Booting a Teensy 4.x from scratch

I've had an interest in embedded development for quite a while now, but never really got into the whole Arduino thing. A few years ago I tried my hand at Arduino with a Teensy 4.0, but ultimately found that the Arduino framework is too limiting, so I wrote my own bootloader in Rust. It did boot, but it came with a massive list of issues, so I abandoned the hardware for years, and eventually lost it.

I "recently" bought a new Teensy 4.1, and even set a goal this time: Connecting two USB hosts to seamlessly transfer audio between the two. An output device on one host would be an input device on the other, and vice versa. I dubbed this project TinyAudioLink, and the source code is available on Github. While I still refuse to use the Arduino or RTOS framework, I made massive progress compared to before - let's get into some details.

Booting a Teensy 4.x

The NXP Kinetis Flash Loader

All Teensy 4.x devices are pre-loaded with the Kinetis Flashloader ROM, which handles pre-boot initialization and some other things. The documentation for it is partially wrong, but not enough to really hamper progress and it was quickly dealt with. The only important part was placing it at the start of flash, since there's no way to set its location in the ROM. On to the next thing, which on this device would be located 4KB into the Flash:

The IMXRT1060 Image Vector Table

I've struggled with this part quite a bit, even if it seemed easy at first. Implementing what the documentation provided was easy enough, and it seemingly worked - sometimes. Whenever i changed the function it would call it would randomly stop working, with no indication for why. It seems that even the official Teensyduino was having issues with that, so what gives?

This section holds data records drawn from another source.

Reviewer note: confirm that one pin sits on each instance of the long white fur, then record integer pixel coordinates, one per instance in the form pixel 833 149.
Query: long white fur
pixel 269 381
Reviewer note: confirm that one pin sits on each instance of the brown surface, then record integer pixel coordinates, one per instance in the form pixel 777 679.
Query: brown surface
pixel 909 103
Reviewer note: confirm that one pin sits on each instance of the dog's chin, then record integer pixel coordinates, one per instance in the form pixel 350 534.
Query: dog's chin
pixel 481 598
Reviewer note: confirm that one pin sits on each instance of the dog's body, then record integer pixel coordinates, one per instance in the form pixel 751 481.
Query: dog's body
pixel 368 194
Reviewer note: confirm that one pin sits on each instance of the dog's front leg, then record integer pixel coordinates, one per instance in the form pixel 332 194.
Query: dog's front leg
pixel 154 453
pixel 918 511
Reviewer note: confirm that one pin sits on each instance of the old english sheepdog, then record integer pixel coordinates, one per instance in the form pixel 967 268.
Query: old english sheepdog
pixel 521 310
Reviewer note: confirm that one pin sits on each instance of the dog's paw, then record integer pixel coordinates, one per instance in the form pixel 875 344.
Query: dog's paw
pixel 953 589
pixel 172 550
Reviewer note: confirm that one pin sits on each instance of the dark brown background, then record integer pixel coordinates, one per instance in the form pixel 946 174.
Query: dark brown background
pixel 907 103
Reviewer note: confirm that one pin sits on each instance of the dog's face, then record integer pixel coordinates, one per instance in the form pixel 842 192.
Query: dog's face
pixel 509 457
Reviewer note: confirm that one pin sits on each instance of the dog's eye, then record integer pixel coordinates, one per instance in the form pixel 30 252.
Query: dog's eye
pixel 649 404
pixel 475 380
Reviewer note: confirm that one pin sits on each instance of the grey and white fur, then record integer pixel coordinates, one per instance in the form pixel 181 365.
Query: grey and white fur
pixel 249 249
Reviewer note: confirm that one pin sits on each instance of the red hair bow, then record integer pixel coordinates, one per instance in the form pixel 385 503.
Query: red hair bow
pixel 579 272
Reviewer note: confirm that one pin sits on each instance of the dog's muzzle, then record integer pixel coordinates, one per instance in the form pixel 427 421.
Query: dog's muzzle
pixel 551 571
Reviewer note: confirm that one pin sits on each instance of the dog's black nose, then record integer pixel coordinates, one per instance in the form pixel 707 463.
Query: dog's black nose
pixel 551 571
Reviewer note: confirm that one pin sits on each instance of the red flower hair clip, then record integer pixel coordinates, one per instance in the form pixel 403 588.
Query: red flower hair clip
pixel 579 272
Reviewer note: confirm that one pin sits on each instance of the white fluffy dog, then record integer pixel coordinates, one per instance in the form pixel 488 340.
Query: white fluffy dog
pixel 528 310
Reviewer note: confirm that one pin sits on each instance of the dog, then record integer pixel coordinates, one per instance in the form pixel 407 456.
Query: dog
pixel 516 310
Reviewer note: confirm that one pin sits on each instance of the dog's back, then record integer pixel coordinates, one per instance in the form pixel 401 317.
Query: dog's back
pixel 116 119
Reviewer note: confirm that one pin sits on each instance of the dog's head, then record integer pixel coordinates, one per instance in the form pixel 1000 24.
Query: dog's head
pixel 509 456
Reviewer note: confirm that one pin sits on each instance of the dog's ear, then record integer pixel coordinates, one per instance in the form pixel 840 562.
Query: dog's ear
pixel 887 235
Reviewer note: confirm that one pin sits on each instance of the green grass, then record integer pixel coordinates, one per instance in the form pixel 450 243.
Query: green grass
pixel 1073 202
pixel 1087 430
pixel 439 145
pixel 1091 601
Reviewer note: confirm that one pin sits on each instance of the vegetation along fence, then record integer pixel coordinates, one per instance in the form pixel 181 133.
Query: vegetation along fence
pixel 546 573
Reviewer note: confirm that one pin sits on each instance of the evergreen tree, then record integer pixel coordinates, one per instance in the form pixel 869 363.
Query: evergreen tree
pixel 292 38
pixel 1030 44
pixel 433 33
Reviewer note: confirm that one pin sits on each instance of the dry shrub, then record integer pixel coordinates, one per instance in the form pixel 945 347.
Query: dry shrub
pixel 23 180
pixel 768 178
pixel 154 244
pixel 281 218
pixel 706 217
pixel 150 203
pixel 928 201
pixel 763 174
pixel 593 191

With the documentation about the chip that I could find, I found zero hints as to what was going on. All I knew was that adding a few NOP instructions would randomly make or break the built binary. While there were version differences between what Teensyduino uses, 0x43 (4.3), and what I used, 0x41 (4.1), the structure itself was an exact match. Ultimately, I couldn't figure it out myself, and ended up searching... and found this post.

In it, the author describes a different way to build the Image Vector Table, one with points at the Interrupt Vector Table of the NVIC. This makes sense, since most of these chips don't boot from a Flash Loader, but from the Interrupt Vector Table instead. It should then automatically set up CM7_INIT_VTOR, Vector Table Offset and Stack Pointer for us - with no code required if the post is correct. As I couldn't think of another solution, I tried it...

... and it worked. Quite well in fact, to the point that it would no longer break randomly. No Stack Pointer manipulation, no additional NOP instructions, but I still had to keep the gnu::naked attribute for now. That is something I can fix with the Device Configuration Data element of the Image Vector Table

Where to go from now?

I wasn't expecting to get this far in just over a week, but I still have quite a way to go. The Floating Point Unit is still inactive, the caches are still disabled, the Memory Protection Unit still needs to be set up properly, etc. Overall this was more of an experiment of "What if?", and it was a success. My boot process is faster and smaller than Teensyduino, so it'll allow me to have a bit more code.

Perhaps TinyAudioLink will grow to the point of being a completely new framework, or perhaps this is all it'll ever be. Maybe someone will do the work and add support for a different board than the Teensy 4.x series. But it's all a thing of the future. For now I'm very happy to have something booting faster than the official Teensyduino package.

Until my ADHD reminds me I have a blog.